The most memorable and the most artistically valuable films of the last couple of years are not from countries that are considered to be the traditional centers of cinema. They are not from Italy or France. Not even from England, Germany or the USA. They tend to come from relatively peripheral places such as Iran, Argentina, Bosnia, Taiwan, Georgia, Turkey or Korea.

The film that won the first FIPRESCI prize at the San Francisco Film Festival is a Mongolian one – you can hardly get more peripheral than that. Mongolian cinema has not been in the focus of the attention of the international film critic community and most of the films that one may remember as Mongolian ones (with the possible exception of the films of Dejidiin Jigjid) were actually not Mongolian productions. Nikita Mikhalkov’s 1991 film, Urga (also known as Close to Eden), the film that probably put Mongolia on the map of world cinema, for example, was shot in the Mongolian deserts, but it is not a Mongolian film.

The topic of The Story of the Weeping Camel is not exactly trendy either: it’s about two camels. Two camels and the people whose life is intertwined with the lives of these animals – their keepers who live in the middle of the Gobi desert. The way the filmmakers, graduates of the Hochschule für Film und Fernsehen München, filmed the lives of these Mongolian nomads defies categorization. It is neither documentary nor fiction: it’s none – or both.

This way of filmmaking is very similar to the films of the recently deceased great French filmmaker, Jean Rouch.
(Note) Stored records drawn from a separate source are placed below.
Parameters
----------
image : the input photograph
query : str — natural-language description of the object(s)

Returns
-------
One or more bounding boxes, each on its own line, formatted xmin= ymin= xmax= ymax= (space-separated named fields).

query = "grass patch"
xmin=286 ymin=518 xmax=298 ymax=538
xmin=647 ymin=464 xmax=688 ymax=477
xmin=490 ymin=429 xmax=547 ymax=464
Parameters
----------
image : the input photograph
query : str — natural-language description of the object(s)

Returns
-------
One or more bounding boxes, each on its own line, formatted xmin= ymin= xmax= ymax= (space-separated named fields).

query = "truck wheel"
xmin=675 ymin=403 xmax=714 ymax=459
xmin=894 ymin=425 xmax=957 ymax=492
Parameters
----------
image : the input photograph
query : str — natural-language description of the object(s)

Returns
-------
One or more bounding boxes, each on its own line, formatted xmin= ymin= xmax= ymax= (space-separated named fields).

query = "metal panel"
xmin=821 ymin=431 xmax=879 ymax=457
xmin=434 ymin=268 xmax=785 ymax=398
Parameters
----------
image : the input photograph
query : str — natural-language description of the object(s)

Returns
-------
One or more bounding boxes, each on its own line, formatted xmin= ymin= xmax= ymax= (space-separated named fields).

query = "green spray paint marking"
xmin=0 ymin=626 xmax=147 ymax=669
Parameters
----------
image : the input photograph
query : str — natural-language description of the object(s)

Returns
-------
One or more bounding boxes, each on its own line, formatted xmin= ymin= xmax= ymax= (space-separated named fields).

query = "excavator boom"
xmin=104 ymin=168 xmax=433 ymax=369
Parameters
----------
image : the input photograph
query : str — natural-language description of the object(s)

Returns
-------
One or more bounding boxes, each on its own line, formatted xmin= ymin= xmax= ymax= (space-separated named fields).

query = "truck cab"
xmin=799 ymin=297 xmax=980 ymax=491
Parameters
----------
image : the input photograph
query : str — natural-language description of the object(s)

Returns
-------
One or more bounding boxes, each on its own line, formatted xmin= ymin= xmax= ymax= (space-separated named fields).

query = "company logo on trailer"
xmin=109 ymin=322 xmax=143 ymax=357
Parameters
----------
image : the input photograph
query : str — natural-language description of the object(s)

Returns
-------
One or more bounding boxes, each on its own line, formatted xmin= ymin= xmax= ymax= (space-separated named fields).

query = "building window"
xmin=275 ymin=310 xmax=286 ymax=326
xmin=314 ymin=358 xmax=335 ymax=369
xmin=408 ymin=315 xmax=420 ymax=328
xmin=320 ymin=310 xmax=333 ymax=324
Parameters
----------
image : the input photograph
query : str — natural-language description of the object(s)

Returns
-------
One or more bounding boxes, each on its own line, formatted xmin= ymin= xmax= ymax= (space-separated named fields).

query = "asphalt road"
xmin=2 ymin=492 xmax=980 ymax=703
As in Rouch’s films (The Human Pyramid or I, a Negro, for example), in The Story of the Weeping Camel the question does not even arise whether the story is fictional or not. The people (and animals) we see on film behave in a similar way as they probably would behave were the camera not there and the drama of the two camels that unfolds in the film would have happened even if the filmmakers had never been there. Does this make the film a documentary? The Story of the Weeping Camel, as Rouch’s films, raises deep questions about the possibilities of drawing the line between documentaries and fiction films. On the negative side, as Rouch’s films, The Story of the Weeping Camel also comes quite close to exoticism at times. Much of the attention of the camera is directed at how different the life of these Mongolian people is and how exotic it is to live in a yurt without electricity and running water.
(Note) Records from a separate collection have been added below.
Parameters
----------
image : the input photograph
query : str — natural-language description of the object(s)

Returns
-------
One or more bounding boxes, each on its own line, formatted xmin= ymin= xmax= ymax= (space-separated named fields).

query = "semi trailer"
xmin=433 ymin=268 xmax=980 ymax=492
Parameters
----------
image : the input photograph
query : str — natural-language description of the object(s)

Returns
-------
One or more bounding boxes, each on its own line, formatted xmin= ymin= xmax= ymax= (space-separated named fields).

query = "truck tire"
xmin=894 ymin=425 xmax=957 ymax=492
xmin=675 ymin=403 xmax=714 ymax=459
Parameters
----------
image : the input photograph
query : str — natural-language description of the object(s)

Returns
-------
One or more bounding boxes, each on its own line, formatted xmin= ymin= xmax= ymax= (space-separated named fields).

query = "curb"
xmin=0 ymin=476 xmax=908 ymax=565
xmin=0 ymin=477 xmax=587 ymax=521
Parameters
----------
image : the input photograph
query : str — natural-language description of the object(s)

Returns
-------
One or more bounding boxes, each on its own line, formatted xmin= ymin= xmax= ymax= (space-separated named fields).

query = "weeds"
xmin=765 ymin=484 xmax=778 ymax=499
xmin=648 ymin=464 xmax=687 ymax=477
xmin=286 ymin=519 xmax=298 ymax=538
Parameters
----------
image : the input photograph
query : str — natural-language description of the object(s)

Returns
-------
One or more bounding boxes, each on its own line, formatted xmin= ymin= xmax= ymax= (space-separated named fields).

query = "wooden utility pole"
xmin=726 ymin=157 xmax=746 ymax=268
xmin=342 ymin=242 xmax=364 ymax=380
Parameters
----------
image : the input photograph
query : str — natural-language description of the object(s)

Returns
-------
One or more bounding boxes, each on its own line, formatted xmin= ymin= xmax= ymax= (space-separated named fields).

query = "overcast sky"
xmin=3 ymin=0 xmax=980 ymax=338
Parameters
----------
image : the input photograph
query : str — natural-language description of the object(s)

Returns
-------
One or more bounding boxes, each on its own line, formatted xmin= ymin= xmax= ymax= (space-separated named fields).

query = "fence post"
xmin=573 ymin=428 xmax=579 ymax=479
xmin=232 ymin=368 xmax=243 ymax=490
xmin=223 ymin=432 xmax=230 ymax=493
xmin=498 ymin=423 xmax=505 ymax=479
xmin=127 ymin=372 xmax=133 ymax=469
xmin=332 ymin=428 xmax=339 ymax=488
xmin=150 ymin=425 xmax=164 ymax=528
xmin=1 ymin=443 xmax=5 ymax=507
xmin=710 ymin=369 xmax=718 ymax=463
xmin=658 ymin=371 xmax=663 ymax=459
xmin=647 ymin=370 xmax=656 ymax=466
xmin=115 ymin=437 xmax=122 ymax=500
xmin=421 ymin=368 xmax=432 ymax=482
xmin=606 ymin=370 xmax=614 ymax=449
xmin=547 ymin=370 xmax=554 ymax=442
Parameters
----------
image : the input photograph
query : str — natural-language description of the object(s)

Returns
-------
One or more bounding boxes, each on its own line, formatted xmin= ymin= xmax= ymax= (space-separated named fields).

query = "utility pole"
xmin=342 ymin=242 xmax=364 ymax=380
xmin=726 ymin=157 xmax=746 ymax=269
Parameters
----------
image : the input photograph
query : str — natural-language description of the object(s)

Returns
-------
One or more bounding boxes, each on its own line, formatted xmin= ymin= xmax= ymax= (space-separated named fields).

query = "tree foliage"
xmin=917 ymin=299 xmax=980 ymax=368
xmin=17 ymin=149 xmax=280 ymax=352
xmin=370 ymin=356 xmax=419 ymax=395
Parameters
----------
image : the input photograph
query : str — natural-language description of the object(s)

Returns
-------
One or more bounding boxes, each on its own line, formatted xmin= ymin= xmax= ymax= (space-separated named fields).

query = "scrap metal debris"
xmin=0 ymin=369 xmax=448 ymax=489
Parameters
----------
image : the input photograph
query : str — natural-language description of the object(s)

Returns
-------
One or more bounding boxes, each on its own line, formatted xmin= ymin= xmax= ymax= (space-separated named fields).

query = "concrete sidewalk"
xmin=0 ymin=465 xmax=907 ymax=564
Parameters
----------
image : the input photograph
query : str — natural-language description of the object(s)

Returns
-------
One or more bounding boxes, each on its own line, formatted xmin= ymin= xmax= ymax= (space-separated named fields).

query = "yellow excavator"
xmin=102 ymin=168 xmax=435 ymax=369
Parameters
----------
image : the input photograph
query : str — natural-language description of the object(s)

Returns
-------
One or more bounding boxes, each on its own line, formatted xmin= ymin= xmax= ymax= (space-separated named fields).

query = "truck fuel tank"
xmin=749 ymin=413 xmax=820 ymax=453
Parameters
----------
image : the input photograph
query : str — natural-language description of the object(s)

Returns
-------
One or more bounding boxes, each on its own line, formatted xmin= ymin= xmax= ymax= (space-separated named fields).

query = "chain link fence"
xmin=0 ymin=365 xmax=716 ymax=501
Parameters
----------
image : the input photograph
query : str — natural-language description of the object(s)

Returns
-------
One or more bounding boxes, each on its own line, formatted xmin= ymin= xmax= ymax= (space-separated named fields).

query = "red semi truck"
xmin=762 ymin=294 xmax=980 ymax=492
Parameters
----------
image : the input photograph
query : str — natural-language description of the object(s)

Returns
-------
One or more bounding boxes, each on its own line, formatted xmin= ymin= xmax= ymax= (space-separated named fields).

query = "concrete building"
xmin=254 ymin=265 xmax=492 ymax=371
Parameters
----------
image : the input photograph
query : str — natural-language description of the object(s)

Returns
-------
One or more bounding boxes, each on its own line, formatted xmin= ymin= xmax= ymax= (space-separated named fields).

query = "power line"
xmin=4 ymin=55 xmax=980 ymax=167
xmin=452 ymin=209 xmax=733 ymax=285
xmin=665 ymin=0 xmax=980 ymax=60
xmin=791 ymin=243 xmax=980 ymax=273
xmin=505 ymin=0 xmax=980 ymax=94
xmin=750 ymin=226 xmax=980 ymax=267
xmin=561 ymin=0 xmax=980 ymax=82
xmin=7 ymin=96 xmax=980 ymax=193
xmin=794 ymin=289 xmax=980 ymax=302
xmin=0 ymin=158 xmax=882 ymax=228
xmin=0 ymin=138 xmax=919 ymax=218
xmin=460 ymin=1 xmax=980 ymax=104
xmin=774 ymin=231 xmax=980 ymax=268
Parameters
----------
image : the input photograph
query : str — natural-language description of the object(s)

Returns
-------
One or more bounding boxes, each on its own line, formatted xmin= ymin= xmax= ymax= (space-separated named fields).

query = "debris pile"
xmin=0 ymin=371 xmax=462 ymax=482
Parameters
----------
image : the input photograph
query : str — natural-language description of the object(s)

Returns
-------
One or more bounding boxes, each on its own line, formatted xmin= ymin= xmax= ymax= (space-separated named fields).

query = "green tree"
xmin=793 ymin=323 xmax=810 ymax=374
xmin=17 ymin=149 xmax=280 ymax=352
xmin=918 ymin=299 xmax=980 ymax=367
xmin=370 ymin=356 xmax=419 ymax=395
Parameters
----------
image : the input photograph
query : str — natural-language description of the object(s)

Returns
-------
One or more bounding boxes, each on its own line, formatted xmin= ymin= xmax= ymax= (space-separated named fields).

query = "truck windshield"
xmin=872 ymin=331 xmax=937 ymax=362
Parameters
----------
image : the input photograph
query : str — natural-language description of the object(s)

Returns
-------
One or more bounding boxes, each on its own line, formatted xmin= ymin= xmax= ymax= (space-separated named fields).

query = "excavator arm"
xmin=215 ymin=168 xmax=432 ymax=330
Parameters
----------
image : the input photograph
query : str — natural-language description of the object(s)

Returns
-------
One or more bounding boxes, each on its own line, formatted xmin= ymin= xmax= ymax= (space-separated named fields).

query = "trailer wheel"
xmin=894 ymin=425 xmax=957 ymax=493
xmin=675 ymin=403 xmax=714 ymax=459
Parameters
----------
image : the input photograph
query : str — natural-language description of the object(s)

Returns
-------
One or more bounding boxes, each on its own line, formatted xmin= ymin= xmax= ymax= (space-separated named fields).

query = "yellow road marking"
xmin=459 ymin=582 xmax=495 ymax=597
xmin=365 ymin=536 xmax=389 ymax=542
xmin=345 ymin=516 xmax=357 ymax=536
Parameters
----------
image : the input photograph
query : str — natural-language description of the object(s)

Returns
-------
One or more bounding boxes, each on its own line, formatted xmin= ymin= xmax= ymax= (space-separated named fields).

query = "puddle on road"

The film is really about the two camels: mother and son. The mother abandons her little one and chases him away each time he approaches her. A real drama with real personalities. It is very rare that a film manages to make an animal its main character. The only example that springs to mind is Robert Bresson’s Au hazard Balthasar from 1966. In Bresson’s film, the donkey played a more important (and more emotionally engaging) role than any of the human characters. I do not know of any film that managed to achieve the same effect ever since. The Story of the Weeping Camel came very very close.